えっと……?


「はい?」


何を、言っているのだろうか。というか何の話だろうか?
目の前にいる接点のない先生は真顔。真剣な表情をこちらに向けているが、話が見えない。記憶……とは、なんのことだろうか。


「はっ。まったく心当たりがないといった顔だな。俺の買い被りか……。まあ想定内だ。おい」

「えっ、あ、はい」

「お前が生まれてからここに至るまでの経歴を話してみろ」

「え?」

「いいから話せ、屑」


教師にあるまじき暴言だ。


「別に、普通ですよ? 学園があるここみたいな都会のはしっこより、もっと端。田舎のほうに生まれて小学校まで通って、中学から兄と一緒にこちらへ入学したんですけど……。あの、私の経歴がどうしましたか?」

「お前はその経歴に違和感はないのか」

「違和感?」


まったく違和感なんてない。あるわけがない。これが私の歩んでいる人生で、嘘などない。まだ歴史の浅い花岸葵だ。
あきれた様子を見せる先生は「半年も気付かないとは、鈍ったな」と心当たりのない文句を言われる。あんまり一方的に文句を言うものだから私だって反論しようとして口を開いたが、自然と閉じた。私の意思に反して、言葉を失ったのだ。


「もういい。出ていけ」


その言葉に、素直に出ていく。校舎を出ていくと、赤先輩が私を待っていてくれたみたいで、スクーターで中等部の校舎まで送ってくれた。
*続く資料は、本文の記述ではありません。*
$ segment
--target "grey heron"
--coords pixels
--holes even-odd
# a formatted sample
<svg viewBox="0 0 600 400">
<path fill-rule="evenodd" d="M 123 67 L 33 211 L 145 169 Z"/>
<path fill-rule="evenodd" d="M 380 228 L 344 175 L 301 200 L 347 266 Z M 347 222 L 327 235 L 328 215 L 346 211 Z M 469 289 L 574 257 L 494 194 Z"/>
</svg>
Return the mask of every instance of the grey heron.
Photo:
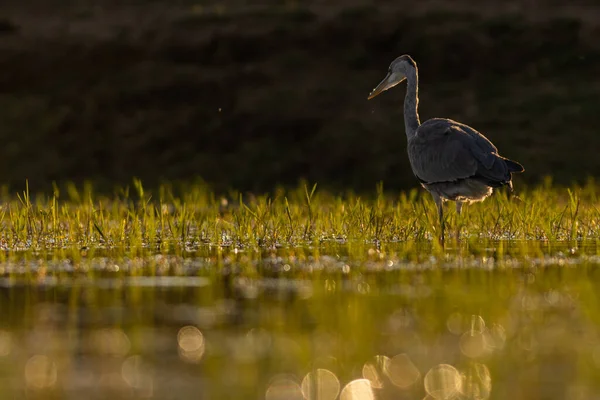
<svg viewBox="0 0 600 400">
<path fill-rule="evenodd" d="M 369 100 L 406 79 L 404 128 L 408 159 L 421 185 L 431 193 L 440 219 L 444 241 L 444 202 L 456 202 L 460 214 L 463 203 L 483 201 L 494 188 L 508 186 L 512 173 L 523 172 L 516 161 L 498 154 L 498 149 L 475 129 L 446 118 L 419 120 L 419 73 L 409 55 L 396 58 L 386 77 L 369 95 Z"/>
</svg>

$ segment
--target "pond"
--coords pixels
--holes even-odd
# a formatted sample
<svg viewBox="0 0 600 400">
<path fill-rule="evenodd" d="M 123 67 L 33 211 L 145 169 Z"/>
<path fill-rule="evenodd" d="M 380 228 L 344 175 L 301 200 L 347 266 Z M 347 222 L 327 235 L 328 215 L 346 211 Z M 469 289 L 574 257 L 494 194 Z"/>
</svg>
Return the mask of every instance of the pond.
<svg viewBox="0 0 600 400">
<path fill-rule="evenodd" d="M 595 398 L 599 250 L 15 252 L 0 264 L 0 398 Z"/>
</svg>

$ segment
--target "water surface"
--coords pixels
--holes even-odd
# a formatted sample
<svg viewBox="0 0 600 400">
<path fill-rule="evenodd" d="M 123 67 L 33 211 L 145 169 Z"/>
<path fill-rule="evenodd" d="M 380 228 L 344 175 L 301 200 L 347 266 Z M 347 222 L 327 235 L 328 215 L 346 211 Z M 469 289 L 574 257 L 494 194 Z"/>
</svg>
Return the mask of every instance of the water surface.
<svg viewBox="0 0 600 400">
<path fill-rule="evenodd" d="M 11 253 L 0 398 L 598 398 L 598 250 Z"/>
</svg>

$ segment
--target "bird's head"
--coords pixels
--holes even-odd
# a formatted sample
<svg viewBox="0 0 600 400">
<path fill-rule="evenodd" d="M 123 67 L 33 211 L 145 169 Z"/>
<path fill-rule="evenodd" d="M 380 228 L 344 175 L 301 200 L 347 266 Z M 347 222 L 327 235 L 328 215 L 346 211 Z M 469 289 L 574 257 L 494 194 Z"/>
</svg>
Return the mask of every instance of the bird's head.
<svg viewBox="0 0 600 400">
<path fill-rule="evenodd" d="M 390 64 L 385 78 L 383 78 L 381 83 L 379 83 L 379 85 L 373 89 L 371 94 L 369 94 L 369 100 L 405 80 L 409 74 L 414 73 L 416 68 L 417 63 L 409 55 L 405 54 L 396 58 Z"/>
</svg>

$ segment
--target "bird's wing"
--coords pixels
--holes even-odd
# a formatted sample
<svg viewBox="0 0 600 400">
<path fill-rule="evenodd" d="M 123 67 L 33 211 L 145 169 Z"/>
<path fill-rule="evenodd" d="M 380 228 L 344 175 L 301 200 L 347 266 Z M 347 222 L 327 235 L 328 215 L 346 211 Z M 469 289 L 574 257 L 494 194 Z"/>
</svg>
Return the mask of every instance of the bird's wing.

一方、私――葵が出ていったあとの研究室では「先生」と呼ばれていた山田が煙草に火をつけて椅子に深く背中を預けた。


「葵ちゃん、完全にこの世界に洗脳されてるみたいだね」


一連の会話を、同室で静かに聞いていた智雅が久しぶりに口を開いた。葵は智雅の適応能力で気が付くことはなかったが、その少年は山田の隣にずっと居た。

花岸葵は忘れている。

己がトリップ体質であるという悩みも。永遠のような長い月日を。自分自身がただの人間ではないことを。そして当然、智雅という不老不死の異能者も。山田という世界を滅ぼした神を。


「ま、山田には向いてないだろうから俺が葵ちゃんに近付くよ。今ので山田、けっこう警戒されたよ? 変人って思われてるんじゃないかな。あながち間違ってないけど」

「死ぬか?」

「だーって、処女厨じゃーん」

「やり手を丸め込んで涙して乱しまくるのが俺の好みだ。はじめから怖がっている女を下しても面白味がないだろ」

「別に山田の好みとかやり口なんて聞いてないんだけど」


智雅は座っていた椅子から飛び降りると、山田の研究室から出ていくため、ドアノブに手をかけて、動きを止めた。


「山田って何を担当してる教師ってことになってるの?」

「知らん」

「……古典だよ」


智雅は山田の研究室にある参考書や教科書を視界に入れてため息を隠さなかった。


「さっさと行け、小学生」

「はいはーい」


葵のあとを追うように智雅はソファに放っておいたランドセルを取ると研究室を出ていった。
残された山田は、朝っぱらから盃と酒を取り出してゴトンと机に置いた。それから天井を仰ぎ見、目を閉じる。そして「糞みたいな世界だな」と呟いた。